Será que existe bicho bobo?
Cyro de Mattos
Será que existe algum bicho bobo? No mato
fechado com ferocidade ou na cidade quando se trata de um desses parceiros de
estimação? Em qualquer lugar existe
algum, esperto ou bobo? Na selva quando perscruta tudo em volta ou na casa
quando passa nos passos de mansidão? Certa vez, uma barata teve uma ideia
luminosa na manhã de sol brilhante. A ideia veio ao perceber a careca do
velhote que pescava no lago. Melhor
aeroporto não acharia para fazer o seu pouso.
O papagaio imita qualquer pessoa, só não
lhe convide para fazer papel de mágico no meio das serpentes, lá no circo. Isso
não, ele aconselha a quem tiver bom ouvido, quem não quiser ser comido por
cobra é bom andar de olho aberto. O tamanduá com o seu focinho tubo e língua
ágil encontra no batalhão de cupim o almoço com que tanto sonhava.
Já o gambá não tem quem o imite no fedor
que carrega como uma ferramenta salvadora. Você pode não tolerar, mas nunca
peça a ele para ser um bicho cheiroso, pelo menos tome um banho quando seu
fedor estiver insuportável. No banho passe sabonete no corpo, depois de
enxugado se perfume com um desses perfumes que causam inveja nas flores. Só
assim todo perfumado poderá acabar de uma vez com esse repulsivo mal cheiro,
arre. Não adianta insistir, ele vai dizer que o seu fedor faz correr o seu pior
inimigo numa hora perigosa. Quando encontra um cachorro grande querendo
abocanhá-lo, levanta a perna e pulveriza o atrevido num instante com o seu
spray fedorento.
O que faz o gafanhoto quando forma um
batalhão? Chega numa nuvem escura, pousa no verde como um exército alvoroçado,
acaba depressa qualquer lavoura, fazendo um estrago de guerra. Levanta voo e
vai embora mais depressa do que quando chega. E o que acontece com o assustado
sagui? Quando avista a onça é aquele deus-nos-acuda. A anta nem é bom falar, dispara na carreira,
tonta pelo mato brabo, para não virar janta.
O rei leão quando abre a boca enorme e solta da garganta o rugido forte
é para dizer que ele é quem manda no pedaço do seu chão, não é mesmo?

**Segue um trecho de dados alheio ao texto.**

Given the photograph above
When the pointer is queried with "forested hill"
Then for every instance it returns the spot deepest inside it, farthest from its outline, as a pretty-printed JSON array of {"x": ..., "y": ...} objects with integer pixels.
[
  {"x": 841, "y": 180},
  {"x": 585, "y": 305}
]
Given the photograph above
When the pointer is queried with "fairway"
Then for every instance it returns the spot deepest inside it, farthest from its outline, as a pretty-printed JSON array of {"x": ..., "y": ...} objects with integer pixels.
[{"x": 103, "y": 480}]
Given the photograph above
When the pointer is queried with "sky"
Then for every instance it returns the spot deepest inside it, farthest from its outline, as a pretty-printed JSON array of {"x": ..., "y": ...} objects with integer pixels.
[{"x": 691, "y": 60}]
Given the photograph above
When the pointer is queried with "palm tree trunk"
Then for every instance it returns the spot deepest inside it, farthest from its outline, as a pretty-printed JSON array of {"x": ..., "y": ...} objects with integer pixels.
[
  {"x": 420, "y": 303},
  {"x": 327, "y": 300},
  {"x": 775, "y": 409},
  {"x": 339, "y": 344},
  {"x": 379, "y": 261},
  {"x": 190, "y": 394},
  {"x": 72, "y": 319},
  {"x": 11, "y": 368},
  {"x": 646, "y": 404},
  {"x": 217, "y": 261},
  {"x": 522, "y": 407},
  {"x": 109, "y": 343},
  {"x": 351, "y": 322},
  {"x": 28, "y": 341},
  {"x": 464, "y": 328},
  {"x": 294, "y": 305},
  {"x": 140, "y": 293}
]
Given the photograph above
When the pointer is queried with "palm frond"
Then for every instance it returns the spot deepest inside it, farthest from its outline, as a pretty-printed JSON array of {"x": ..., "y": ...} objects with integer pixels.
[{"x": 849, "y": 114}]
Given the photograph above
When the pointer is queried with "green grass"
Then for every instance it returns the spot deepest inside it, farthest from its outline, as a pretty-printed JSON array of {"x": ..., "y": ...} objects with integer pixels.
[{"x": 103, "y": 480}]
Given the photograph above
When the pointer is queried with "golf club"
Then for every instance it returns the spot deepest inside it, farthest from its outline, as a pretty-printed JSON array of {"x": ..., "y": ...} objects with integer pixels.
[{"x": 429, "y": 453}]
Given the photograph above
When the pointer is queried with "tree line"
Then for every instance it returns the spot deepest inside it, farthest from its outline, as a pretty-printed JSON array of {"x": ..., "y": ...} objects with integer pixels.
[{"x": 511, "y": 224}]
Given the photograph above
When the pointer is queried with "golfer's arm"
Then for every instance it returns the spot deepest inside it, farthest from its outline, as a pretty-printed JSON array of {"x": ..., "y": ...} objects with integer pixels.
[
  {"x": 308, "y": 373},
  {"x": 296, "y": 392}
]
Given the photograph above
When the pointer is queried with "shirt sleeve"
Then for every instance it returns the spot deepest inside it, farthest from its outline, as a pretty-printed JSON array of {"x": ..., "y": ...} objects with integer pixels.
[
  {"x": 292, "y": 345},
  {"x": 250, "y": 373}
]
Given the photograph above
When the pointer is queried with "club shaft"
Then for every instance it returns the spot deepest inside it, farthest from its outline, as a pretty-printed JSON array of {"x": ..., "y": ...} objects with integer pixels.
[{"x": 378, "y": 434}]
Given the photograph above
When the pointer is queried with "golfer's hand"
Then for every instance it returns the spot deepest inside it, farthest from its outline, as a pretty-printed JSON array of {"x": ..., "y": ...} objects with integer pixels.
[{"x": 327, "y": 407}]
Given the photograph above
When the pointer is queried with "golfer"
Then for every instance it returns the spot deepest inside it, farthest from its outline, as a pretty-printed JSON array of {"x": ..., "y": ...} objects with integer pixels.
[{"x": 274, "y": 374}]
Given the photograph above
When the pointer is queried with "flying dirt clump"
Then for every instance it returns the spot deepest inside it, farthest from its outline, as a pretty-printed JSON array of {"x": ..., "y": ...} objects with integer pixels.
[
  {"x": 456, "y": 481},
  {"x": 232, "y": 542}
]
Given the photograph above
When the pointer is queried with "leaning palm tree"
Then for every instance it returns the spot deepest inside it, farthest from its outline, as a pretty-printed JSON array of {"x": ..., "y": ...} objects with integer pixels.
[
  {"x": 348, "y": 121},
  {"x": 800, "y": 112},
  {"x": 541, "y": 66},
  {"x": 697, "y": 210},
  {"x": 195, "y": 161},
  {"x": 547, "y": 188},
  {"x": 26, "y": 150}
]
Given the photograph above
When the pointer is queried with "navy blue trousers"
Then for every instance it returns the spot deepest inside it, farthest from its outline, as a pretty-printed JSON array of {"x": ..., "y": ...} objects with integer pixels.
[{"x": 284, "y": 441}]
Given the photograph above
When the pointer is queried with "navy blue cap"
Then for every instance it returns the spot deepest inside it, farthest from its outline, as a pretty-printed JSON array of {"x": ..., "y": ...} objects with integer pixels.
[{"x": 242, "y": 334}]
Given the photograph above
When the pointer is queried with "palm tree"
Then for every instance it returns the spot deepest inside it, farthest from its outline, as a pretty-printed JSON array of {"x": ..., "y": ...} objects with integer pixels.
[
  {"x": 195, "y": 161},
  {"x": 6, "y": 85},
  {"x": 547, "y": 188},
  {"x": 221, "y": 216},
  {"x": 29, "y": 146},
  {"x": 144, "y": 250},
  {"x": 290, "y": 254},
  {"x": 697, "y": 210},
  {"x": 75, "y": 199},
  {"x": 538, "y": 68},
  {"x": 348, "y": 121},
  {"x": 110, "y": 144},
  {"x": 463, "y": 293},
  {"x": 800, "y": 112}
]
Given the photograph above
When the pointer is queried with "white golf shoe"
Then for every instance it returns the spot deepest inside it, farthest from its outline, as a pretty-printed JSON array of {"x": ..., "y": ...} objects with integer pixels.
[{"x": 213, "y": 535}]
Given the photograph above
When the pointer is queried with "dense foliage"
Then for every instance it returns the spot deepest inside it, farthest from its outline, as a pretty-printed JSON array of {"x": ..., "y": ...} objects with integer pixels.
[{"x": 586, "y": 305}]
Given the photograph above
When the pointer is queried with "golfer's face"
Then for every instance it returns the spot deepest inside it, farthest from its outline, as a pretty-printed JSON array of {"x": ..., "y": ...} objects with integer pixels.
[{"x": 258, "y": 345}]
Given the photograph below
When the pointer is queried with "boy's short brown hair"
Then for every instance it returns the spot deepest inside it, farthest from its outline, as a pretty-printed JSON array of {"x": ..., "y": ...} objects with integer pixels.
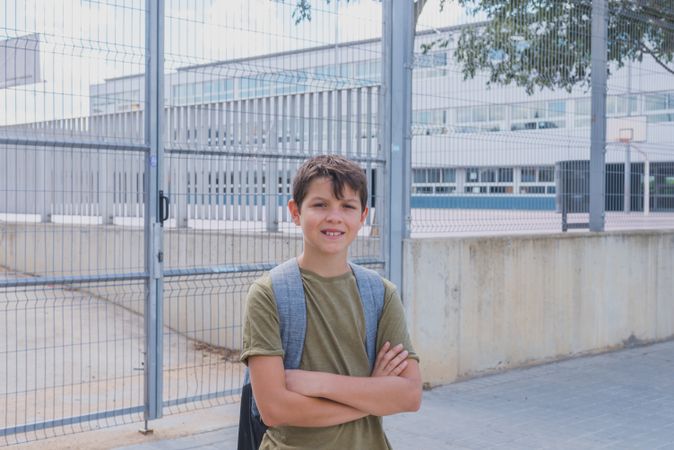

Todo bicho tem sua mania. Graça,
utilidade, alegria. Coragem, medo, amor, sabedoria. Todos eles têm seu jeito
ideal de viver os dias como Deus os fez. Lá está a garrincha no
fio do poste com seu clarim, avisando que a noite outra vez terminou. É só a
madrugada aparecer puxando a manhã pela cauda, pintada de azul, branco e rosa,
que ela vem tocar seu clarim. Cada vez mais vibrante, não para de tocar lá no
alto, anunciando incessante que a vida é um sonho elétrico no ar ou, se
quiserem, uma canção que não tem fim.